A mutation is a more or less abrupt change in the genetic material of an organism, which is then transmitted in a hereditary fashion to the progeny. Mutations represent changes in the sequence of bases in the DNA either through substitution of one base for another or through addition or deletion of one or many base pairs. Mutations occur spontaneously in nature in all living organisms. Since the average fungus genome consists of about 10,000 genes, one cell in a hundred could be a mutant. b. Recombination: Recombination occurs primarily during the sexual reproduction of plants, fungi, and nematodes whenever two haploid (1N) nuclei, containing genetic material that may differ in many loci, unite to form a diploid (2N) nucleus, called a zygote. The zygote, sooner or later, divides meiotically and produces new haploid cells (gametes, spores, mycelium). Recombination of (different alleles of the same genes) occurs during the meiotic division of the zygote as a result of genetic crossovers in which parts of chromatids of one chromosome of a pair are exchanged with parts of chromatids of the other chromosome of the pair.

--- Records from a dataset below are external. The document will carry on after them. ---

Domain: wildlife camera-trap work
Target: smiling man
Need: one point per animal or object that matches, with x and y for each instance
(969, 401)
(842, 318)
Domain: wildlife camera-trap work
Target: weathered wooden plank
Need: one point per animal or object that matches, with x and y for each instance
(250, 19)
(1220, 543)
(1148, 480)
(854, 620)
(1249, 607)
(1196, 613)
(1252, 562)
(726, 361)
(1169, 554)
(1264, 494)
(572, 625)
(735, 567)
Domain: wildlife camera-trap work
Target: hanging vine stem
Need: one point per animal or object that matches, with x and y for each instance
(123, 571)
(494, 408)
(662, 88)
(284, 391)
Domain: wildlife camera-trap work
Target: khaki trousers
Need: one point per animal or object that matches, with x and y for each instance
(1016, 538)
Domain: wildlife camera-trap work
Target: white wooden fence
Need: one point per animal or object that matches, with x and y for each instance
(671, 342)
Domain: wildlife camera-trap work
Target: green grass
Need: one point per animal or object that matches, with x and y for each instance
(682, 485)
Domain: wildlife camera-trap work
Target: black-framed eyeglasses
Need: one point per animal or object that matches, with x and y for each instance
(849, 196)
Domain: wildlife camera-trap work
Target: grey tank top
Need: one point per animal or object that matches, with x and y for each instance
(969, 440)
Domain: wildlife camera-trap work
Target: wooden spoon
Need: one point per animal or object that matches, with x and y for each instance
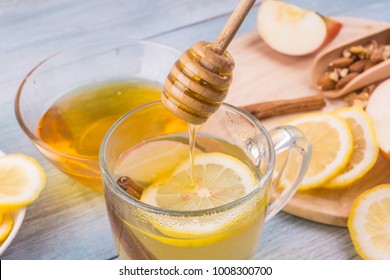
(199, 81)
(374, 74)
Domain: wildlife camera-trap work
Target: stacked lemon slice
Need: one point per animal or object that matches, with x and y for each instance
(21, 181)
(344, 148)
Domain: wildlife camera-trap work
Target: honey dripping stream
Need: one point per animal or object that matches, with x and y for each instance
(192, 139)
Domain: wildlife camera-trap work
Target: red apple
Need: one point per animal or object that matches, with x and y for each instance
(291, 30)
(378, 108)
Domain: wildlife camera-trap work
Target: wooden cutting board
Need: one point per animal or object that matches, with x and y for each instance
(261, 74)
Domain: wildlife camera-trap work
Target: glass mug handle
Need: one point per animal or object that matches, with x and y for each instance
(287, 138)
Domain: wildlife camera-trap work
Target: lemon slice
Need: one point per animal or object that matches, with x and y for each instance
(21, 181)
(365, 147)
(369, 223)
(5, 226)
(220, 179)
(332, 144)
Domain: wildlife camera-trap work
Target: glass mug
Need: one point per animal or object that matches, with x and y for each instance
(230, 231)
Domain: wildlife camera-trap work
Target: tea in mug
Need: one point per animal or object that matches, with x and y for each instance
(204, 224)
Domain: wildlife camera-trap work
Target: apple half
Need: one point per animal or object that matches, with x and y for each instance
(291, 30)
(378, 108)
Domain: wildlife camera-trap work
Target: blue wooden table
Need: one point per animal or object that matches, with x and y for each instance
(69, 221)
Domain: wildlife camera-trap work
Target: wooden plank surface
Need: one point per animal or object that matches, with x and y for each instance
(68, 221)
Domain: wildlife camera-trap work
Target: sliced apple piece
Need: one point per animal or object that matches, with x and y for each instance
(378, 108)
(291, 30)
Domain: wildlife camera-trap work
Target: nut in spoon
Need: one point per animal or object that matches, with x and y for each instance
(372, 75)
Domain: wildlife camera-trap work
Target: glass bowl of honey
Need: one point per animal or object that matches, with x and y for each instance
(67, 102)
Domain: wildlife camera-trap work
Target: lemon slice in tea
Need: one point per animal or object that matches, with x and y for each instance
(220, 179)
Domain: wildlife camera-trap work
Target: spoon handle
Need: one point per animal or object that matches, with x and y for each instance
(231, 27)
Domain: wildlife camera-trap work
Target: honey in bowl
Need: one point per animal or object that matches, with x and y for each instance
(76, 123)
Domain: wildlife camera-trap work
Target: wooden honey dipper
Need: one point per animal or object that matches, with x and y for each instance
(199, 81)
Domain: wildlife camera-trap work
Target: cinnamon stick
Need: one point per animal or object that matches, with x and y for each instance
(269, 109)
(130, 186)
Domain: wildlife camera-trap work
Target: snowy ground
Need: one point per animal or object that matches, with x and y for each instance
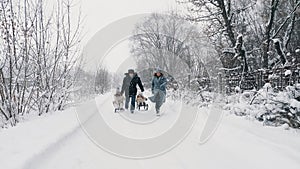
(57, 141)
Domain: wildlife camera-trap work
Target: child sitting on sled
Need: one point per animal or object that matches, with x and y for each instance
(141, 101)
(118, 100)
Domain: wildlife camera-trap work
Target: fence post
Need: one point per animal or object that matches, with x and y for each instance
(220, 82)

B. Specialized Mechanisms of Variability in Pathogens


FUNGI: a. Heterokaryosis: Heterokaryosis is the condition in which, as a result of fertilization or anastomosis, cells of fungal hyphae or parts of hyphae contain two or more nuclei that are genetically different. For example, in Basidiomycetes, dikaryotic state may differ drastically from the haploid mycelium and spores of the fungus. In P. graminis tritici, the fungus causing stem rust of wheat, the haploid basidiospores can infect barberry but not wheat, and the haploid mycelium can grow only in barberry; however, the dikaryotic aeciospores and uredospores can infect wheat but not barberry, and the dikaryotic mycelium can grow in both barberry and wheat. b. Parasexualism: Genetic recombination without sexual cycle, in which there is no definite coordination between recombination, segregation and reduction as there is no meiosis, has been termed as parasexual. The essential steps of the parasexual cycle are 1. Heterokaryosis, 2. Fusion of unlike nuclei to form heterozygous diploids in the vegetative cells and 3. Segregation and recombination at mitosis. c. Heteroploidy: Heteroploidy is the existence of cells, tissues, or whole organisms with numbers of chromosomes per nucleus that are different from the normal 1N or 2N complement for the particular organism. It has been shown, for example, that some heteroploids, such as diploids of the normally haploid fungus Verticillium alboatrum, the cause of wilt in cotton, lose the ability to infect cotton plants even when derived from highly virulent haploids.

BACTERIA

a. Conjugation: Two compatible bacteria come in contact with one another and a small portion of the chromosome or plasmid from one bacterium is transferred to the other through a conjugation bridge or sex pilus. b. Transformation: Bacterial cells are transformed genetically by absorbing and incorporating in their own cells genetic material secreted by, or released during rupture of, other bacteria. c. Transduction: A bacterial virus (phage) transfers genetic material from the bacterium in which the phage was produced to the bacterium it infects next.

VIRUS
When two strains of the same virus are inoculated into the same host plant, one or more new virus strains are recovered with properties (virulence, symptomatology etc) different from those of either of the original strains introduced into the host. a. Pseudo-recombination: In mixed infection of virus having fragments of the genome may aggregate and re-assemble to form a new type of progeny. b. Genome masking: This can be result from direct interaction between different viruses in mixed inoculation. The genome of one virus is encapsidated in the protein of another strain of virus.